記者会見資料

●●●[臨時14/02/15]平成24年度予算案及び予算編成方針


会見を行う末松市長
 
 平成24年度の予算編成の概要につきまして御説明申し上げます。新年度の予算は私が初めて編成する当初予算でございます。私は市民生活の安心と充実を最優先に考え、早急に対応すべき課題についても柔軟に対応しながら、第5次総合計画の集大成となります第3期行財政経営計画の初年度として元気で魅力あふれる力強いまちづくりを進めていくため、積極的な予算を編成いたしました。この中には中長期的な視点に立った調査・研究や設計なども含んでおり、将来に向けて持続可能な都市・鈴鹿を創りあげていくためにも「種」をまくことに配慮し取り組みました。

 そのため、私は、新年度におきまして次の2点について重点的な取組みを展開しようと考えております。まず、1点目は、特に私が重要と考えました6つの分野、「防災・減災」、「子育て・子育ちの支援」、「幹線道路などの社会資本の整備」、「ものづくり産業の支援と地産地消の進展」、「健康づくりの支援」及び「地域づくりの支援」でございますが、これらを戦略的事業と位置付け、重点的に推進を図ることとしています。次に、2点目は、市制70周年記念事業でございます。本年12月1日に、市制施行70周年を迎えるに当たり、様々な機会を利用して、市民の皆さんが積極的に参加していただけるような記念事業を計上しています。このことが、鈴鹿市の新たな魅力の再発見や、今後のまちづくりの契機につながればと考えております。

 それでは、予算編成の前提となります本市の財政状況について申し上げます。未曾有の被害をもたらした東日本大震災の影響は言うまでもなく、タイでの洪水、過去に例を見ない円高の継続、欧州の信用不安など、度重なる社会情勢、景気の変動の影響を受け、市内経済や市民生活にとっては厳しい状況となっております。そのため、歳入の多くを占める市税は、年少扶養控除の廃止等、税制改正に伴う増収を加味いたしましても、固定資産税の評価替えによる大幅な減収などにより、前年度を下回るものと予想しております。一方、歳出につきましては、本市においても年々高齢化が高まるなど、少子高齢社会への対応により福祉関係経費の占める割合が高くなっておりますが、そういう中でも、防災・減災などの市民生活の安心につながる諸施策を充実していく必要があると考えています。それには、歳出の見直しによる経費節減とともに優先して取り組むべき事業の選択を行うことが必要となっています。

 以上のことを踏まえまして、編成いたしました平成24年度の当初予算の概要について説明いたします。一般会計は総額575億9,400万円で、前年度当初に比べて3億7,600万円、0.6%の減でございます。前年度は骨格予算のため、肉付けをしました6月補正後の予算額と比べますと、12億2,860万円、2.1%の減でございます。国における制度改正の影響を受けましての子どものための手当関係費や平成23年11月から供用を開始しました消防庁舎の建設に係る費用が大きく減少する影響もあり、予算規模では前年度よりも減少しておりますが、新たに中学校給食の導入に向けた準備、住宅リフォームに要する費用への補助、高齢者肺炎球菌ワクチン接種費の一部助成や子ども医療費の拡充など、積極的な施策の展開を図ってまいります。

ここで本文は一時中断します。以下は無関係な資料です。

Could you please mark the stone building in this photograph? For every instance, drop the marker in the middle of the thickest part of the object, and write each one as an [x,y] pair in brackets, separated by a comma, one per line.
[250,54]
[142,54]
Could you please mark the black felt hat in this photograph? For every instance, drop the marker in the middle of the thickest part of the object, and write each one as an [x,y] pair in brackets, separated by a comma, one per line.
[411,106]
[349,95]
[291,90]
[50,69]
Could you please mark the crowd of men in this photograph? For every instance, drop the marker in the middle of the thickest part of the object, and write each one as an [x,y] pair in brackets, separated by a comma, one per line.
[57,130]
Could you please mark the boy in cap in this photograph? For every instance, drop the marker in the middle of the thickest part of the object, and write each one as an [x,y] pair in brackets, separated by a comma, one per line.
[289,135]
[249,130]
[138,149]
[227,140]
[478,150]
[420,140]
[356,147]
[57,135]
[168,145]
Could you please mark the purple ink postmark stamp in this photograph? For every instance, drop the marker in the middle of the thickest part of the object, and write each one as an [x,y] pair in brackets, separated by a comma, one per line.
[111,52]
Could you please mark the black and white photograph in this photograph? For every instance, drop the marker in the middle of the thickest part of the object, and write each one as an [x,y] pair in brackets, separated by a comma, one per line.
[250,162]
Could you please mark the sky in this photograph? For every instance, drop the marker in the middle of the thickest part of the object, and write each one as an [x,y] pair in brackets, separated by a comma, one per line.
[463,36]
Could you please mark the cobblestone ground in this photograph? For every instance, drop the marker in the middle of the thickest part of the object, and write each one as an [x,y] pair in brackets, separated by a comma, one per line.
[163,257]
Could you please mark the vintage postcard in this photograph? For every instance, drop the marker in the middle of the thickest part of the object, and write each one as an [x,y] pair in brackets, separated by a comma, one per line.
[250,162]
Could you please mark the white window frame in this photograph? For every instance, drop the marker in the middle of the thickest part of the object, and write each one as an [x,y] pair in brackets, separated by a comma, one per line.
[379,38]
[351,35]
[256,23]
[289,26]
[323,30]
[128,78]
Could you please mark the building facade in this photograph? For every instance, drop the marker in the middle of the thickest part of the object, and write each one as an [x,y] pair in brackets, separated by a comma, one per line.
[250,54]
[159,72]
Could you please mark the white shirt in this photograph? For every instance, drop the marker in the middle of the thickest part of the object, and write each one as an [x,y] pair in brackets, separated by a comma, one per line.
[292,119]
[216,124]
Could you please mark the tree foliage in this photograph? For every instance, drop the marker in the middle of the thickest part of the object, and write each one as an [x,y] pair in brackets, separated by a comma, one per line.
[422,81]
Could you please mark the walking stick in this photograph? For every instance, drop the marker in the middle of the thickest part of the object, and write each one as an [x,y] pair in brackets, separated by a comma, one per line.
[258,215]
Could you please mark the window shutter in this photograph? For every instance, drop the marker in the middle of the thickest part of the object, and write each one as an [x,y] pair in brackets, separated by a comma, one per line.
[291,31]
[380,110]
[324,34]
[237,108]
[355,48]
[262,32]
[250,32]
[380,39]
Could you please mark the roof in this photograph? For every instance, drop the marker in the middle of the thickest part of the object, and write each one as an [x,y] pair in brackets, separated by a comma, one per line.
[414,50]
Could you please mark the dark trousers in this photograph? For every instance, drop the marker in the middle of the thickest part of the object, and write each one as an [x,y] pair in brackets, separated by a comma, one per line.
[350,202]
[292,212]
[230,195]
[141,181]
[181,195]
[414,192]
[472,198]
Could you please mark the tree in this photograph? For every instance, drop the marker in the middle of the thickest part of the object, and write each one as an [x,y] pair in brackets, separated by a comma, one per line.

 特別会計の総額は220億6,098万4千円で、前年度当初に比べ72億3,132万2千円、24.7%の減でございます。大きく減少しておりますのは、本議会に上程いたします特別会計条例の一部改正と関連いたしますが、平成23年度末をもちまして福祉資金貸付事業と老人保健の特別会計を廃止し、残務整理を一般会計へ引き継ぐことといたしておりますことや、下水道事業及び農業集落排水事業の特別会計につきまして平成24年度から下水道事業会計として企業会計へ移行することによるものでございます。水道事業会計は78億5,000万円で、前年度当初に比べ3億5,300万円、4.7%の増となっております。下水道事業会計は100億6,093万7千円を計上しており、平成24年度の全会計を合わせますと975億6,592万1千円で、前年度当初に比べて28億661万5千円、3.0%の増でございます。肉付けの6月補正後の合計と比べますと19億5,401万5千円、2.0%の増でございます。

 以上が、平成24年度の予算の概要でございます。